Denial: Radio’s strategy for selling itself as an industry over the past few years hinged on two dubious strategies. One was reminding investors and advertisers that radio is still widely cumed and just hoping that nobody asks about time spent listening. The other was to enthusiastically assail Pandora, Spotify and other competing forms of audio as “not radio.” At year’s end, there was less brio involved in either tactic. Arbitron’s RADAR 109 figures included a 28 minute drop in weekly TSL in the year ending in March 2012. And after a year of selling prospective iHeart Radio listeners on the one-stop ability to listen to programmed or customized radio, the debate over “what is radio” seemed to fade a little. Ironically, it was Pandora’s Tim Westergren who was trying to separate his service from Spotify at year’s end by trying to position the latter as “not fundamentally competitive with radio listening.”

It’s true, actually, that I use programmed radio, Spotify and Pandora in different ways. But I’ve never listened to them all at once.

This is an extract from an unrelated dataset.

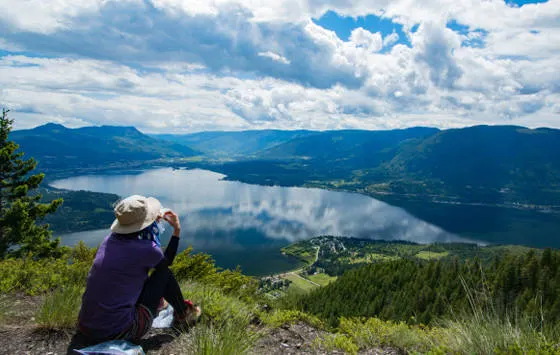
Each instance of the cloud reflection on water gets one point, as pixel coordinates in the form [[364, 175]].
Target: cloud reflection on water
[[216, 212]]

Had existing broadcasters claimed personalized radio as part of their industry sooner, they could have displayed a robust and expanding product line that increased the usage of programmed audio, even if it did not leave existing radio listening untouched. With a TSL decrease impossible to hide anymore, the ratcheting down of the anti-Pandora rhetoric seems to acknowledge a late willingness to co-opt other forms of programmed audio.

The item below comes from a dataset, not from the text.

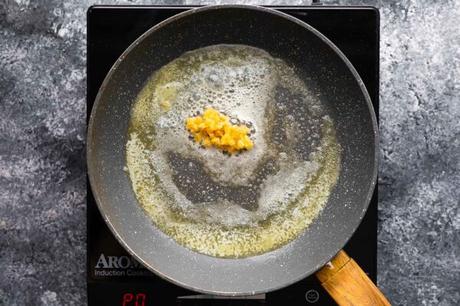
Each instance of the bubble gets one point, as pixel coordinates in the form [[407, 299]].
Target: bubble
[[240, 82]]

Holiday Layoffs: Yes, things are tough out there. And maybe the radio personnel who lose their jobs in January instead find only cold comfort in the month’s delay. But the round of budget cutting that usually takes place in early December always leaves even radio’s fiercest defenders a little less bullish about the health of their industry. And this year, it became more of a consumer press story, possibly because Clear Channel’s Bob Pittman had spent so much time enthusiastically plugging radio from coast-to-coast over the previous 18 months.

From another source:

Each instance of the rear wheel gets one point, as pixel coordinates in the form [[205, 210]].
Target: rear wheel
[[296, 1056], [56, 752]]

Radio From Nowhere: I believe in great local radio whenever broadcasters are able to practice it. I completely understand when they’re not. I don’t deny two post-Howard Stern decades of evidence that sometimes a national show is indeed more compelling than the local option. And having grown up with AM superstations that thrived off selling “bright lights, big city” to an entire region (or nation), I’d actually welcome the creation of more stations that take advantage of being national. (The Christian AC network K-Love is a great example of a WLS Chicago for our times.) What we’ve gotten instead in recent years is broadcasters who are unable to avoid using out-of-market resources and unwilling to walk away from the notion of localism, leading to a lot of radio that satisfies on neither level.

Research From Nowhere: We’re a research company. We pride ourselves on our transparency and accountability. We are obviously not a neutral observer when we bemoan the willingness over the last decade by broadcasters to use, say, Internet callout sampled from a listener database instead of a random sample, because it’s cheaper. It wasn’t a tradeoff we agreed with, but at least it was a conscious choice for some broadcasters who knew what to expect and were willing to accept it as a viable alternative to no research at all. The acceptance of database-driven research has led to a lot more hybrids over the years, and we frequently now encounter programmers who seem to have lost all track of who is being sampled. At minimum, these approaches put the “No Research At All is Better than Bad Research” mantra to the test.